Lebanese militant Anis Naccache, an accomplice of the notorious Carlos the Jackal, died Monday of coronavirus in a Damascus hospital at the age of 70, Syrian state media said.

Naccache took part in the 1975 OPEC conference hostage-taking in Vienna.

Hailing him as a "thinker and freedom fighter", the official SANA news agency said he was "admitted into intensive care two days ago... because his health deteriorated as a result of Covid-19".

Authorities will repatriate his remains for burial in Lebanon, said the pro-Damascus Al-Mayadeen television channel.

Naccache was jailed in France for leading an attempted assassination of Iran's former prime minister Shahpur Bakhtiar in Paris in 1980.

A five-man hit squad led by Naccache killed two people in the attack on Bakhtiar's home in the western suburb of Neuilly-sur-Seine.

Lebanese militant Anis Naccache in 2010
Lebanese militant Anis Naccache in 2010 AFP / Anwar AMRO

They were all jailed for life, but former president Francois Mitterrand pardoned them in 1990.

Naccache is known as the Lebanese accomplice of Carlos the Jackal, born Ilich Ramirez Sanchez, a Venezuelan who is serving a life sentence in France.

Carlos the Jackal shot to the front pages in 1975 when he headed the six-person commando team that held captive 70 representatives of OPEC (the Organisation of Petroleum Exporting Countries), including 11 government ministers, after a shoot-out that left three people dead.

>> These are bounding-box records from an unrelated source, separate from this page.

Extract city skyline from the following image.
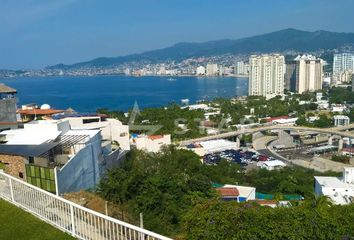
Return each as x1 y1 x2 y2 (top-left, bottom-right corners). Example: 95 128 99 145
0 0 354 69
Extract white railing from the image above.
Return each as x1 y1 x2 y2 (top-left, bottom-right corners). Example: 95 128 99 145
0 172 170 240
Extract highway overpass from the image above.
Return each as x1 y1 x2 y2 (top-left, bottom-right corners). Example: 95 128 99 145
179 124 354 146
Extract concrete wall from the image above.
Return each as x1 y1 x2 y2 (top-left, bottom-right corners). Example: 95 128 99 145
0 98 17 123
57 134 103 194
0 154 27 179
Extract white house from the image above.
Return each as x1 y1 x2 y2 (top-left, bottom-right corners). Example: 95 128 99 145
216 184 256 202
0 120 105 194
196 66 206 76
53 113 130 150
257 160 286 171
331 104 347 113
315 167 354 205
333 115 350 126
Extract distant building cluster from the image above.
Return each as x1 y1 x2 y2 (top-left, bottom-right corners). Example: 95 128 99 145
249 54 285 98
332 53 354 84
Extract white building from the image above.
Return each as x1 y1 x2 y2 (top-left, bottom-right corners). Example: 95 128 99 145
219 184 256 202
331 104 347 113
0 120 105 194
332 53 354 84
333 115 350 126
206 63 219 76
53 114 130 150
235 61 248 75
315 167 354 205
249 54 285 98
196 66 206 76
132 134 171 153
294 55 323 93
257 160 286 171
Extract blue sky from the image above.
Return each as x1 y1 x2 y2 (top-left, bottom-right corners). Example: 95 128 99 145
0 0 354 69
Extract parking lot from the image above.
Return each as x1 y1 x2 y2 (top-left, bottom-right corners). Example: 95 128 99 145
203 149 274 167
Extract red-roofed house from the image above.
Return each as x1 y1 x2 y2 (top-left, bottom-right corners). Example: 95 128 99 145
132 134 171 152
215 187 240 201
17 108 64 122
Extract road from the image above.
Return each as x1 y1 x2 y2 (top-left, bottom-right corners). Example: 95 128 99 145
253 136 352 172
179 123 354 146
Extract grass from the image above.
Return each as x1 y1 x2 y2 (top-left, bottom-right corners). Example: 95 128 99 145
0 199 75 240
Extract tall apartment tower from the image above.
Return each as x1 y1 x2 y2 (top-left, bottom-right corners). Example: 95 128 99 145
332 53 354 84
235 61 246 75
291 55 323 93
249 54 285 99
0 83 17 131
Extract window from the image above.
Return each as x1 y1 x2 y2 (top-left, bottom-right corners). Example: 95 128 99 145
82 118 100 124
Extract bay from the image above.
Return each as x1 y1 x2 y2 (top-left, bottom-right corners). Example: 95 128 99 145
0 76 248 113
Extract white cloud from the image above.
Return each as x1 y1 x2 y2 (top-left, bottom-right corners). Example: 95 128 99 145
0 0 76 31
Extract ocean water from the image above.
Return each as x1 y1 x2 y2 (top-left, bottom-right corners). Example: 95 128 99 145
0 76 248 113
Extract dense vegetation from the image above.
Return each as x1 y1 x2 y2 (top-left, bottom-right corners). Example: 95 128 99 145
0 199 74 240
184 197 354 240
99 147 349 239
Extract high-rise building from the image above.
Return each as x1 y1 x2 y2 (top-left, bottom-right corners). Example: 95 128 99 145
290 55 323 93
332 53 354 84
249 54 285 98
206 63 219 76
0 83 17 131
236 61 245 75
196 66 205 76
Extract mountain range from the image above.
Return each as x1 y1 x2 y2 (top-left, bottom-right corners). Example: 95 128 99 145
47 29 354 69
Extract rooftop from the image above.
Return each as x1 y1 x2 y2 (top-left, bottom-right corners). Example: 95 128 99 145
18 109 64 115
0 83 17 93
215 187 239 197
315 176 354 189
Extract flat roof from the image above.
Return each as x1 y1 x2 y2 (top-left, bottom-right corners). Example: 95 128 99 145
52 112 103 120
18 109 64 115
315 176 354 189
0 142 58 157
2 129 61 145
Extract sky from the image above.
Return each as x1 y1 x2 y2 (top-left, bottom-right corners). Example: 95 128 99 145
0 0 354 69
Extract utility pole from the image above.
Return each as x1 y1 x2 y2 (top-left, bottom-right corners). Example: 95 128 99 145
140 213 144 228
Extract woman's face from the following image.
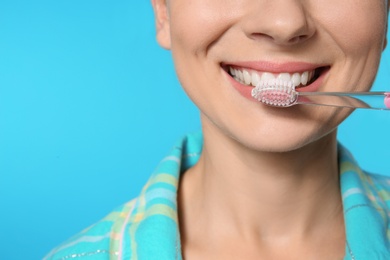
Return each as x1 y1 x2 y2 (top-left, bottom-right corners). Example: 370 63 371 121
152 0 387 151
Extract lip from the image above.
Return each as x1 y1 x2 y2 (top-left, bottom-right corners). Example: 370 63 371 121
222 61 326 73
221 61 330 102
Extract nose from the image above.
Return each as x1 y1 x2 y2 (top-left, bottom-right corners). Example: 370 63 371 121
244 0 315 46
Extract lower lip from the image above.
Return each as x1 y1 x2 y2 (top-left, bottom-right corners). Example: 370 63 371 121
225 69 329 102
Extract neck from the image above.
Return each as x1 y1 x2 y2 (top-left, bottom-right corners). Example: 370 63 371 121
179 120 343 252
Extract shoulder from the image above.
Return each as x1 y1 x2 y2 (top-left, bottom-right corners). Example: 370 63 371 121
364 172 390 212
44 199 137 260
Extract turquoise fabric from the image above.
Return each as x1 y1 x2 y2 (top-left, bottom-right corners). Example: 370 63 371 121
44 133 390 260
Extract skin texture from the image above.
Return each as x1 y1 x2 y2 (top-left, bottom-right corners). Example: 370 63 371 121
152 0 387 259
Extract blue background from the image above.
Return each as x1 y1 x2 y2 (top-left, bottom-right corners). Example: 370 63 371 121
0 0 390 260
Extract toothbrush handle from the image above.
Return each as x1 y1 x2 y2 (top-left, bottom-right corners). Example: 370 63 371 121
297 92 390 111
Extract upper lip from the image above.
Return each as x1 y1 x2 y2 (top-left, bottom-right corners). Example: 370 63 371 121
222 61 326 73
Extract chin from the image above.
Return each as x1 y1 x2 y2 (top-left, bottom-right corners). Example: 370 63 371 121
213 118 337 153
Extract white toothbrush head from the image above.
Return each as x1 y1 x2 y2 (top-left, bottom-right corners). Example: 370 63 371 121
252 79 298 107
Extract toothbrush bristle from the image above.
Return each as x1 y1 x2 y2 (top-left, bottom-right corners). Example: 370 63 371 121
252 79 297 107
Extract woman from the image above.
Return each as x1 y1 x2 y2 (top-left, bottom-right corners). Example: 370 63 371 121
47 0 390 259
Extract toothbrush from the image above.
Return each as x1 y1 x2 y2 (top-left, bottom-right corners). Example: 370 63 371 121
252 79 390 111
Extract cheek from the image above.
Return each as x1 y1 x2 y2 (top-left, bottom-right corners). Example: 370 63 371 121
170 0 244 54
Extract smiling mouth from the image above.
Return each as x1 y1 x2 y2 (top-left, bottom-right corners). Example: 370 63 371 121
224 66 329 88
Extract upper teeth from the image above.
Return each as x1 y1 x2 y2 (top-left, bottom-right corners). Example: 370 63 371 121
229 67 314 87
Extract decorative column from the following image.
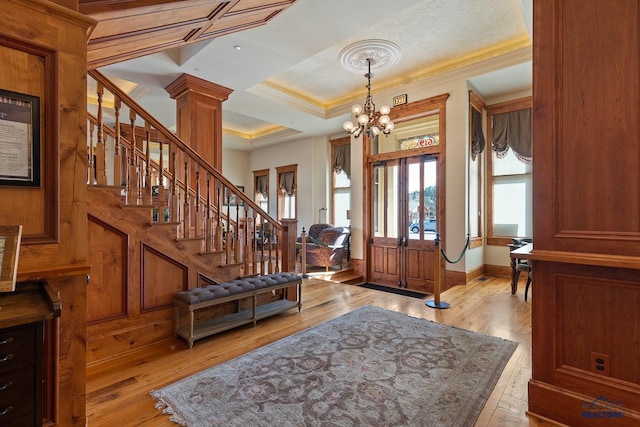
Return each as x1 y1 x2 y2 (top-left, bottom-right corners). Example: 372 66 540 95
165 74 232 171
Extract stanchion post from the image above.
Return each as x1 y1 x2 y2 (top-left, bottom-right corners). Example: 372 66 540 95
424 234 451 308
300 227 309 279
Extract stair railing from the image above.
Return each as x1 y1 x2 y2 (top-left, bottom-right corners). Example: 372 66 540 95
87 70 297 275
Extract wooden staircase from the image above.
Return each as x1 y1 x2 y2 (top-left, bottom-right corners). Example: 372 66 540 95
87 71 297 365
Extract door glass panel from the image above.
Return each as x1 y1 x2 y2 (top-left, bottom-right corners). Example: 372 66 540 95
386 165 400 237
373 162 400 238
371 113 440 154
407 157 438 240
373 166 386 237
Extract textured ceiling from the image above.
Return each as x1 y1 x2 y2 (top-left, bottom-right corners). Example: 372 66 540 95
101 0 532 149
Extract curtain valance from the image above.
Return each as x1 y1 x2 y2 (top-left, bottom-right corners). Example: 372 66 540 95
491 108 532 163
471 108 487 159
280 172 296 196
333 144 351 178
256 175 269 198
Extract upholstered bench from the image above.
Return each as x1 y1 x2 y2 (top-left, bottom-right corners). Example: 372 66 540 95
174 273 302 347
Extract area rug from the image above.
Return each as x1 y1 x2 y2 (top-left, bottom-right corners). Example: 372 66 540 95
151 306 517 427
358 283 431 299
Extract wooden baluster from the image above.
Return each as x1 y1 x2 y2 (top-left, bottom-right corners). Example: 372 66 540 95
113 96 123 187
182 160 191 239
204 175 213 252
233 202 242 262
260 222 269 274
87 122 96 185
273 228 282 273
142 121 153 205
194 163 203 237
158 138 167 223
169 151 180 222
267 222 274 274
216 185 224 250
95 82 107 185
127 109 138 205
242 213 254 275
225 187 233 264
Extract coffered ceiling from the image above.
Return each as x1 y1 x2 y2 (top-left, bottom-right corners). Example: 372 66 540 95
86 0 532 150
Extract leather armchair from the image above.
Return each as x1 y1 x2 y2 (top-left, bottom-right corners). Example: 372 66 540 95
306 227 349 271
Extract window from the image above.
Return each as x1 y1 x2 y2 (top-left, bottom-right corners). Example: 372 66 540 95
487 97 533 245
253 169 269 213
330 137 351 227
468 91 486 248
276 165 298 220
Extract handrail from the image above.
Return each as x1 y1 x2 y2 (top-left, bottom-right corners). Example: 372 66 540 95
87 70 295 275
88 70 281 228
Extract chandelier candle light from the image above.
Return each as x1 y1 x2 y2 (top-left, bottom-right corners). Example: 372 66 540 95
342 58 394 138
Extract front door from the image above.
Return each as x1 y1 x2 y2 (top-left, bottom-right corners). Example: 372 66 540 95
368 155 439 292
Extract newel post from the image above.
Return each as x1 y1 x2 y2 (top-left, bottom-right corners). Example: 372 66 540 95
280 218 298 272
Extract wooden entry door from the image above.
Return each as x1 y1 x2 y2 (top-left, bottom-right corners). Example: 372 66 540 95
368 155 439 292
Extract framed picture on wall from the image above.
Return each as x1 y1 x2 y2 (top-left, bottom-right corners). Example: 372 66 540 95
0 225 22 292
0 89 40 187
222 185 244 206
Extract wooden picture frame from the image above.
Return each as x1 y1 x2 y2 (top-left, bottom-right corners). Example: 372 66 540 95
0 89 40 187
222 185 244 206
0 225 22 292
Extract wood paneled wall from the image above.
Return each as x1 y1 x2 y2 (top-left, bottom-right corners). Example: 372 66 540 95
0 0 95 426
529 0 640 426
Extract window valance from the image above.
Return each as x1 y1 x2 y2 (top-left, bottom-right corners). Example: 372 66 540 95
491 108 533 163
280 172 296 196
333 144 351 178
256 175 269 197
471 108 487 159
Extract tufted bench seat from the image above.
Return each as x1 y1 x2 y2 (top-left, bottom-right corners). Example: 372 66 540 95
174 273 302 347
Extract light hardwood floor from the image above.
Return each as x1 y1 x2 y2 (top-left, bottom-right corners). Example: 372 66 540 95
87 277 552 427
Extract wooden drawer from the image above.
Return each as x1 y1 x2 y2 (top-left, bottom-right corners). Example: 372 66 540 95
0 390 34 426
0 365 35 402
0 324 36 371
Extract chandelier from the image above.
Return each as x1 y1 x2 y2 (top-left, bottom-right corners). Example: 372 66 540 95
342 58 394 138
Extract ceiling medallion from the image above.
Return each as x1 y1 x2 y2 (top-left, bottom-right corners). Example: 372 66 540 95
339 39 400 73
340 40 400 138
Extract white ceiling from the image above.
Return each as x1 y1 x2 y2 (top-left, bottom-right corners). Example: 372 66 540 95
100 0 533 150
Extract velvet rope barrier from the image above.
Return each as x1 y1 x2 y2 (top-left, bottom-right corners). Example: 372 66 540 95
424 234 470 309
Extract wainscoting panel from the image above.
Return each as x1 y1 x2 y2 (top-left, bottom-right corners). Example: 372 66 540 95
87 215 129 325
140 244 189 312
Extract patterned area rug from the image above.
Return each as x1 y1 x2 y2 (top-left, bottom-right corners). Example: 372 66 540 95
151 306 517 427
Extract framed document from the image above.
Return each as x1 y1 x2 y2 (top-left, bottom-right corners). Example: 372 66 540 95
222 185 244 206
0 225 22 292
0 90 40 187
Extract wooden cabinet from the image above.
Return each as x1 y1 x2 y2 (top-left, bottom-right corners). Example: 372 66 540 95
0 282 61 427
0 322 44 426
529 0 640 426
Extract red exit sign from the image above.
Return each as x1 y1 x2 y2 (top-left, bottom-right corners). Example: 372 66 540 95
393 93 407 107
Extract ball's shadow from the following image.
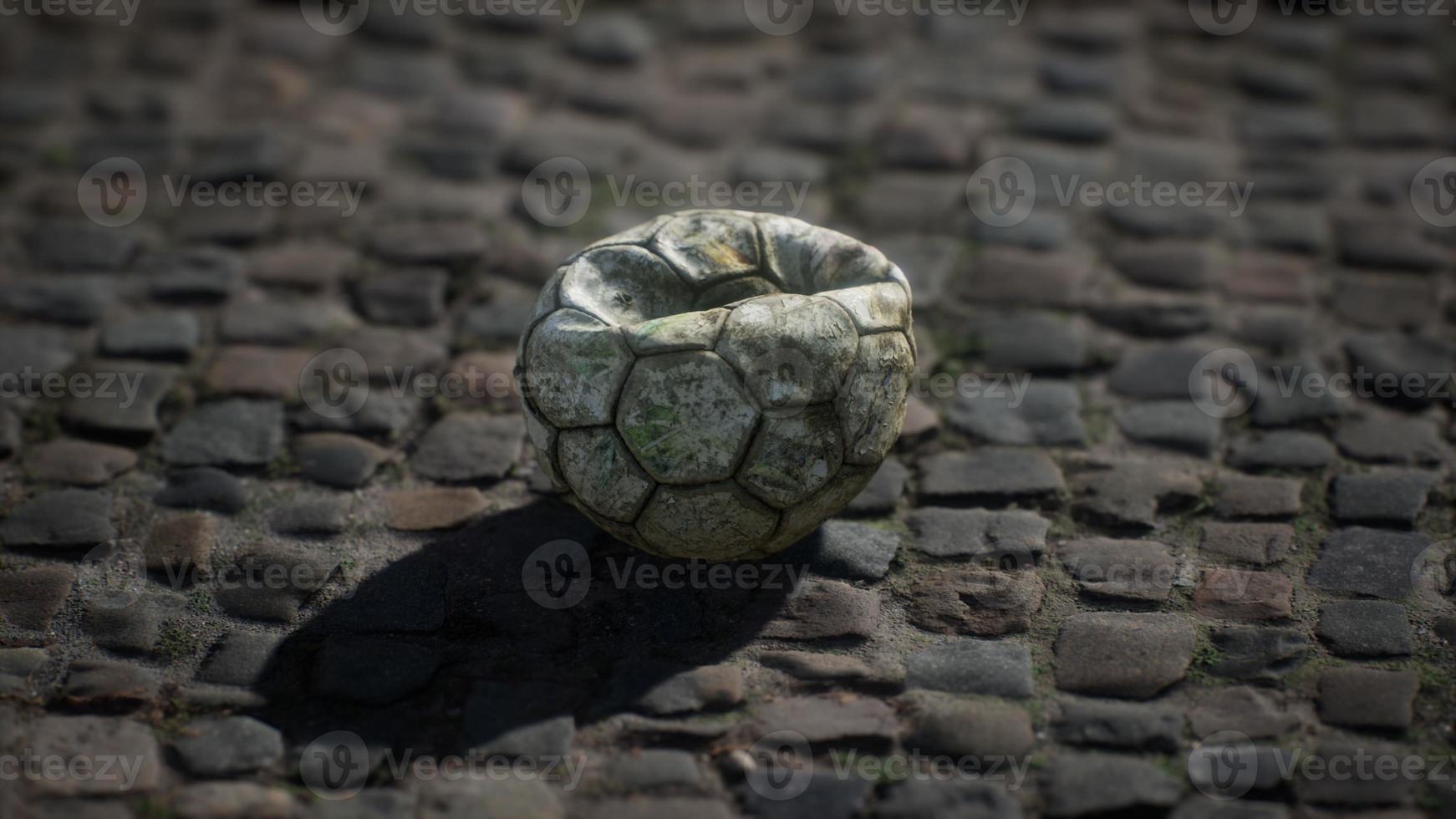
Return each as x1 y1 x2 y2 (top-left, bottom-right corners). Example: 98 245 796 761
257 501 802 755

Naccache was the second in command.

In recent years, Naccache, a vocal supporter of Syrian President Bashar al-Assad, regularly appeared as a commentator on pro-Iranian media platforms such as Al-Mayadeen and Al-Manar, a Lebanese television channel operated by the Shiite Hezbollah movement.

He also "played until the mid-1990s an important coordination role between the leadership of the Palestinian resistance and that of the Islamic revolution in Iran", SANA said.